Pour cela, supposons un pays ou existeraient en quantités déterminées telles ou telles variétés de services producteurs, savoir des terres, des hommes et des capitaux, et où l’on déciderait de laisser, à partir d’un moment donné, la production et l’échange s’effectuer sous l’empire de la plus libre concurrence, du plus complet, du plus absolu laisser-faire laisser-passer, abstraction faite de toute considération d’intérêt ou de justice, je veux dire non pas du tout parce que l’on croirait cela plus utile ou plus équitable, mais uniquement pour savoir ce qui arriverait. Eh bien ! sans attendre l’expérience, on peut dire que, dans ce pays, au bout d’un certain temps de ce régime, il arriverait nécessairement trois choses.

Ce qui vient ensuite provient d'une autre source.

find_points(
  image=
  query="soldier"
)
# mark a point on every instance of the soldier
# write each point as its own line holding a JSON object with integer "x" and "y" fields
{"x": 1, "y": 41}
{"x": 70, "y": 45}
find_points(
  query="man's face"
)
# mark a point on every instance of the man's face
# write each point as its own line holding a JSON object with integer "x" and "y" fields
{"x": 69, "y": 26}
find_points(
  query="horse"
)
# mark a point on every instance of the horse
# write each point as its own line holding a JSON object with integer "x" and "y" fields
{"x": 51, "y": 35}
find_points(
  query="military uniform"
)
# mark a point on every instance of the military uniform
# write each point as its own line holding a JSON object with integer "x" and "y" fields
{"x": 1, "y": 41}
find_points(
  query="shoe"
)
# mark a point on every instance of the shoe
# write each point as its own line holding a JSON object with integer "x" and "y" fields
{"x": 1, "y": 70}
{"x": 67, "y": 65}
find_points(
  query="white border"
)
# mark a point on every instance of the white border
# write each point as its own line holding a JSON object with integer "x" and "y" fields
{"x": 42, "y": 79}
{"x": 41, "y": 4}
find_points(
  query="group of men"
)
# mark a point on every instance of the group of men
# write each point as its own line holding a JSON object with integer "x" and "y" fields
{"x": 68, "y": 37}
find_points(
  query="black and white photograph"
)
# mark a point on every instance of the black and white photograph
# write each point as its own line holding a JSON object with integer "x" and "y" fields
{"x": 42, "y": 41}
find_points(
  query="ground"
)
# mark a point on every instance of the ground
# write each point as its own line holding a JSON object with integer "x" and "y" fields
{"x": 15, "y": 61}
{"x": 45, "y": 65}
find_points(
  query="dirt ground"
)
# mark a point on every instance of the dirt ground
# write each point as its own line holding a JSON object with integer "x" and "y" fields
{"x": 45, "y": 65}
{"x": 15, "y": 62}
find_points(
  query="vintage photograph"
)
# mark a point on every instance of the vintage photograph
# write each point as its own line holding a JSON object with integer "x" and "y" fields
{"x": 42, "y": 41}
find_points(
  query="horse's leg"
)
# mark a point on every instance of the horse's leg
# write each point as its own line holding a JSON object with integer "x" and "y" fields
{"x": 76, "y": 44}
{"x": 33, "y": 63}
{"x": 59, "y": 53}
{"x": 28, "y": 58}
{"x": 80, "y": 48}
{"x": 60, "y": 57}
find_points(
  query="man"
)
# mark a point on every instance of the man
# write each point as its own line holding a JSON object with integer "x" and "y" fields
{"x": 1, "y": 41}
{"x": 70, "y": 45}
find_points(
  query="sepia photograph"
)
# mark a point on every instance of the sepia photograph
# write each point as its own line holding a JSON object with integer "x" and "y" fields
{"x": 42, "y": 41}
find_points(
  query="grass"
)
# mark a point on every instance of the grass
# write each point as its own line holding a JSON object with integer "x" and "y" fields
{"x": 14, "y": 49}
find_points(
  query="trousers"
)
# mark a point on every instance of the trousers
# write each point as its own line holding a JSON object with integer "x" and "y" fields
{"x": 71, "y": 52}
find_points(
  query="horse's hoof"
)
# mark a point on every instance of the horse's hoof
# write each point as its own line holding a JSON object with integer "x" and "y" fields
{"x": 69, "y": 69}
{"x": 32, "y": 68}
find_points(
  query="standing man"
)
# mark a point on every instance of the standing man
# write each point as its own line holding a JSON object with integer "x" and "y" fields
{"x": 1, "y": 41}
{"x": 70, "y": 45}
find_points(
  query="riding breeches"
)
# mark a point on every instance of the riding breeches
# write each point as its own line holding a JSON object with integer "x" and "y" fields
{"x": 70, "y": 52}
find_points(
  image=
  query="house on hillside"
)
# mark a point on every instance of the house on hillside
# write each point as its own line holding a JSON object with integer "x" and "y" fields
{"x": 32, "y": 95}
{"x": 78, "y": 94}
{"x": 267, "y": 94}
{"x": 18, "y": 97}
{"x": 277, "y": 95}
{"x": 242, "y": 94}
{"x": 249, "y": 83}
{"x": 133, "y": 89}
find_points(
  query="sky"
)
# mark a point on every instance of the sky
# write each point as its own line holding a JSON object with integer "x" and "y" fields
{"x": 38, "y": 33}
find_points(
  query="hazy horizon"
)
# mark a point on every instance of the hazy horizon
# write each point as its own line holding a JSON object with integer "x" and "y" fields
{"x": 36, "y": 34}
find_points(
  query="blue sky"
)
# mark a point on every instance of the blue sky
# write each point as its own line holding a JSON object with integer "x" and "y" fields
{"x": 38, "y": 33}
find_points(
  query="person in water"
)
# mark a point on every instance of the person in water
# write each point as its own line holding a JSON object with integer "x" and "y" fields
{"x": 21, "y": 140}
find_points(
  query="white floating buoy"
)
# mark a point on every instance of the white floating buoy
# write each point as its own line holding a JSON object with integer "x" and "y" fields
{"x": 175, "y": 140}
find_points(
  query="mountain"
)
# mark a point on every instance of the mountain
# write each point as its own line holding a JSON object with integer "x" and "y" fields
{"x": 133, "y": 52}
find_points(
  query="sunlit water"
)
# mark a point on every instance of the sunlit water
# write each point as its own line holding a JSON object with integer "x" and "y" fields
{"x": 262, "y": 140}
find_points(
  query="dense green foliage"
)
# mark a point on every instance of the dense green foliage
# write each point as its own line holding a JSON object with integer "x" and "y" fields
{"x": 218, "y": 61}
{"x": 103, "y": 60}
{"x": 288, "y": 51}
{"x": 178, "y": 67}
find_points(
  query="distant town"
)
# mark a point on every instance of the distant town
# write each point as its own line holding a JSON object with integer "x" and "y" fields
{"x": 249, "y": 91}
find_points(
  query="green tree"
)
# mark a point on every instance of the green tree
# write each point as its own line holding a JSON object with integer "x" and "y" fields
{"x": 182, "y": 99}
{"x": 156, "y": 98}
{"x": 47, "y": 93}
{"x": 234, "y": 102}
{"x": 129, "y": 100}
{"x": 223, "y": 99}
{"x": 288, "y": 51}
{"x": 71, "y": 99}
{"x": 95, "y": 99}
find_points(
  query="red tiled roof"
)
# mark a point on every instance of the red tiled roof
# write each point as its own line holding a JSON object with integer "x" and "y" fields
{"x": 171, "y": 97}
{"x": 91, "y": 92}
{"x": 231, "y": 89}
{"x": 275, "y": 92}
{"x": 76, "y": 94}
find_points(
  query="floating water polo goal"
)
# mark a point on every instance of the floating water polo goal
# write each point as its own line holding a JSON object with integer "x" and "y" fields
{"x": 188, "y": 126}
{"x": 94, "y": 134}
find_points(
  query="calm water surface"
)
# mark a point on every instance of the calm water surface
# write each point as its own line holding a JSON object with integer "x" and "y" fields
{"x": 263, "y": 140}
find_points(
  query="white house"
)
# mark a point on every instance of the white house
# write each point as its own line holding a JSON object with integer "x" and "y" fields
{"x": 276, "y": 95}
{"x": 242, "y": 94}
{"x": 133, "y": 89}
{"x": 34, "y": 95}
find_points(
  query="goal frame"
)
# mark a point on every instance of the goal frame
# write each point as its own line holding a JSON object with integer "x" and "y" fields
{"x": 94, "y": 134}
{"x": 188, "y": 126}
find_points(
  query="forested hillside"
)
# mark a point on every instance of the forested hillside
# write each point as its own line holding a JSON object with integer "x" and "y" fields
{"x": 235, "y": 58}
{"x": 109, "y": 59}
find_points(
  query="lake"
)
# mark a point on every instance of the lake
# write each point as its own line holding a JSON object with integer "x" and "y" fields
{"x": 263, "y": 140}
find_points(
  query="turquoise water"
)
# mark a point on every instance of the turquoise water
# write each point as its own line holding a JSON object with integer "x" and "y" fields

1° Il y aurait telles et telles espèces de produits en quantités déterminées : tant d’hectolitres d’avoine, tant d’hectolitres de blé, tant de livres de café, etc. On serait, il va sans dire, plus ou moins bien renseigné par la statistique sur ces diverses quantités de produits ; toujours est-il qu’elles seraient, à chaque instant, parfaitement déterminées ou mathématiques ;

2° Tous ces produits auraient chacun un prix déterminé, c’est-à-dire qu’ils s’échangeraient les uns contre les autres en certaines proportions déterminées de quantité : 1 hectolitre de blé s’échangerait contre 2 hectolitres d’avoine et contre 10 livres de café, etc. Ces prix, bien entendu, seraient plus ou moins susceptibles de varier d’un moment à l’autre ; il n’en est pas moins vrai qu’ils seraient, eux aussi, à chaque instant, parfaitement déterminés ou mathématiques ;

3° Enfin, tous les services producteurs existant dans le pays auraient également chacun un prix déterminé ou mathématique : telle ou telle terre se vendrait tant et se louerait tant ; le salaire de tel ou tel travailleur serait de tant par journée ; l’intérêt du capital serait de tant pour cent par an.

Tels sont donc les effets naturels et nécessaires de la libre concurrence en matière de production et d’échange. L’étude de ces effets doit, à mon sens, être poursuivie d’une manière spéciale, indépendamment de toute question et antérieurement a toute conséquence d’application. Elle constitue, d’ailleurs, un problème extrêmement vaste et compliqué qu’en vue d’une solution plus facile on peut, je crois, partager en deux autres.